The summation terms need to go. We can use the following identity and the hockey stick identity to get rid of them.

\[R\binom{R}{n} = (n+1)\binom{R}{n+1} + n\binom{R}{n}\]

\[\sum_{R=n}^{N-1} R\binom{R}{n} = (n+1)\sum_{R=n+1}^{N-1}\binom{R}{n+1} + n\sum_{R=n}^{N-1}\binom{R}{n}\]

\[= (n+1)\binom{N}{n+2} + n\binom{N}{n+1}\]

Now plug this back into our expression for \(\langle R \rangle\):

\[\langle R \rangle_{I_1} = \binom{N}{n+1}^{-1}\left[(n+1)\binom{N}{n+2} + n\binom{N}{n+1}\right]\]

\[= (n+1)\frac{\binom{N}{n+2}}{\binom{N}{n+1}} + n\]

We need to simplify that ratio of binomials. Writing them out:

\[\frac{\binom{N}{n+2}}{\binom{N}{n+1}} = \frac{N!/[(n+2)!(N-n-2)!]}{N!/[(n+1)!(N-n-1)!]}\]

The \(N!\) cancels. Flipping the denominator:

\[= \frac{(n+1)!(N-n-1)!}{(n+2)!(N-n-2)!}\]

\((n+2)! = (n+2)(n+1)!\) so \((n+1)!\) cancels leaving \(1/(n+2)\) on top.

\((N-n-1)! = (N-n-1)(N-n-2)!\) so \((N-n-2)!\) cancels leaving \((N-n-1)\) on top.

\[= \frac{N-n-1}{n+2}\]

\[\langle R \rangle_{I_1} = \frac{(n+1)(N-n-1)}{n+2} + n\]

Combine over common denominator:

\[= \frac{(n+1)(N-n-1) + n(n+2)}{n+2}\]

Expand the numerator: \[(n+1)(N-n-1) = (n+1)N - (n+1)(n+1) = (n+1)N - (n+1)^2\] \[= (n+1)N - n^2 - 2n - 1\]

\[n(n+2) = n^2 + 2n\]

Add them: \[(n+1)N - n^2 - 2n - 1 + n^2 + 2n = (n+1)N - 1\]

So: \[\langle R \rangle_{I_1} = \frac{(n+1)N - 1}{n+2}\]


Comparing to the \(I_0\) Result

Equation (6.24) gives us the mean under the uniform prior \(I_0\):

\[\langle R+1 \rangle = \frac{(N+2)(r+1)}{n+2}\]

So: \[\langle R \rangle_{I_0} = \frac{(N+2)(r+1)}{n+2} - 1\]

With \(r=n\): \[= \frac{(N+2)(n+1)}{n+2} - 1 = \frac{(N+2)(n+1) - (n+2)}{n+2}\]

Expand: \[(N+2)(n+1) - (n+2) = (n+1)N + 2(n+1) - (n+2)\] \[= (n+1)N + 2n + 2 - n - 2 = (n+1)N + n\]

So: \[\langle R \rangle_{I_0} = \frac{(n+1)N + n}{n+2}\]


The Difference

\[\langle R \rangle_{I_0} - \langle R \rangle_{I_1} = \frac{(n+1)N + n}{n+2} - \frac{(n+1)N - 1}{n+2} = \frac{n+1}{n+2}\]

This is a number slightly less than 1. So the \(I_1\) estimate is about 1 lower than the \(I_0\) estimate.


Intuition

When you draw \(n\) balls and they’re all red, the data suggests, under \(I_0\) where the hypothesis \(R=N\) (the urn is entirely red) is allowed, is the most supported hypothesis.

Under \(I_1\), we know there’s at least one white ball.
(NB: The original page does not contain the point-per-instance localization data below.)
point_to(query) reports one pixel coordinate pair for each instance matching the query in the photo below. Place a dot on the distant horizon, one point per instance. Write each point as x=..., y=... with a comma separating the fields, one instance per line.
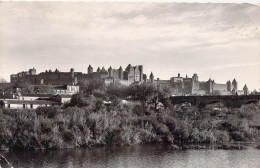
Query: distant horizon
x=123, y=67
x=214, y=40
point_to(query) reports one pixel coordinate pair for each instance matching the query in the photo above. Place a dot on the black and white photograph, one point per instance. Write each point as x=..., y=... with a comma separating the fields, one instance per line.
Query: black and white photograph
x=129, y=84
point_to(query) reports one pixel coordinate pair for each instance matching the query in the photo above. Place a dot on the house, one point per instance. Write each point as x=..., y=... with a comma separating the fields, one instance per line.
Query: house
x=28, y=104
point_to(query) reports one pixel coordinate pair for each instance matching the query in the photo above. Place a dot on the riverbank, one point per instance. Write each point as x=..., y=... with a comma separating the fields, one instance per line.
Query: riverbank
x=125, y=124
x=141, y=156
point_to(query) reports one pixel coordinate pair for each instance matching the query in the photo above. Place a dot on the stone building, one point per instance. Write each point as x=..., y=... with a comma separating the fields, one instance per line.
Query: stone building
x=192, y=86
x=131, y=74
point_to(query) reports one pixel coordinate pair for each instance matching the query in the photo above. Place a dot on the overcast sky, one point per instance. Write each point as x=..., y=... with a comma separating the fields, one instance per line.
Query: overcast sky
x=218, y=41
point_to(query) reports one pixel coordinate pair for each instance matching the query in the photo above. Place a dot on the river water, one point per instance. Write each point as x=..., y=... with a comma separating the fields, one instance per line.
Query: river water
x=137, y=156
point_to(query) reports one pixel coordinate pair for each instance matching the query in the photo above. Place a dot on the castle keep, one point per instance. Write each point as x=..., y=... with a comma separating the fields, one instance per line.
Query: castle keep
x=192, y=86
x=130, y=75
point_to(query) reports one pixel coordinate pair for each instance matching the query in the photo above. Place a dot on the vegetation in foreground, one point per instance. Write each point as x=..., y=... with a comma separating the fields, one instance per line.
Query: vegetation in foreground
x=86, y=121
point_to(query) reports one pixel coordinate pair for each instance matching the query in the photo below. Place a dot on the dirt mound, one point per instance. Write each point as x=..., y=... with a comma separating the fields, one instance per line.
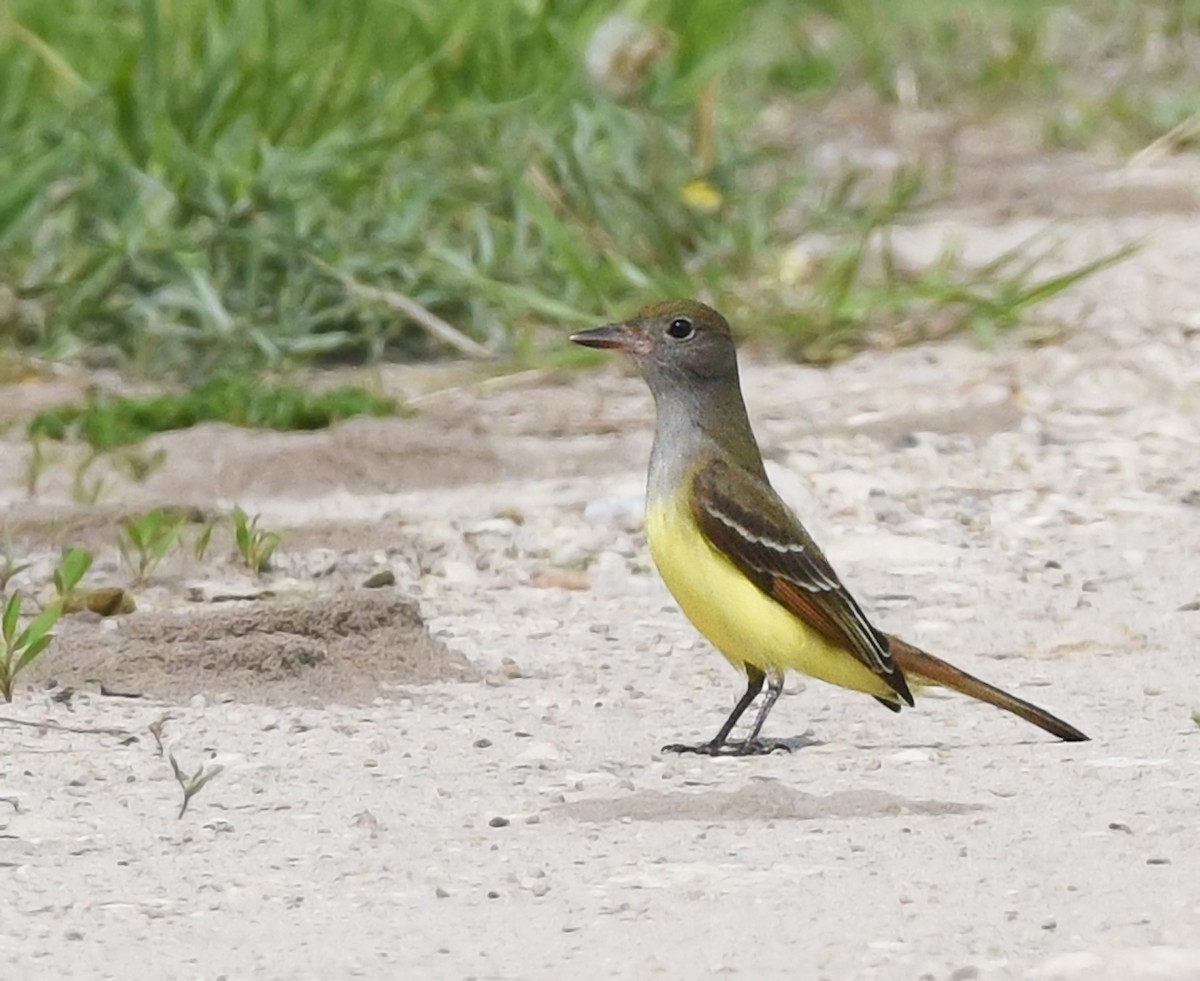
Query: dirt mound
x=347, y=648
Therefore \(R=N\) is impossible. Because of this smaller values of \(R\) are weighted higher instead, which drags the mean down.


Prior \((3 \leq R \leq N)\)?

This prior says “at least 3 red balls, but no restriction on white balls.”

If \(n \geq 3\): The data already force \(R \geq n \geq 3\), so the prior’s lower bound is redundant. The calculation would be identical to \(I_0\).

If \(n < 3\): Say \(n=2\), meaning we drew 2 balls, both red. Under \(I_0\), the range is \(R \in \{2,3,...,N\}\). Under this new prior, the range is \(R \in \{3,4,...,N\}\). We’ve chopped off the bottom the smallest allowed value. This raises the mean, opposite to \(I_1\).

The key intuition: \(I_1\) removes the top (\(R=N\)), lowering the mean. This new prior removes the bottom, raising the mean. Which prior matters depends on which constraint is of the greatest import given your data.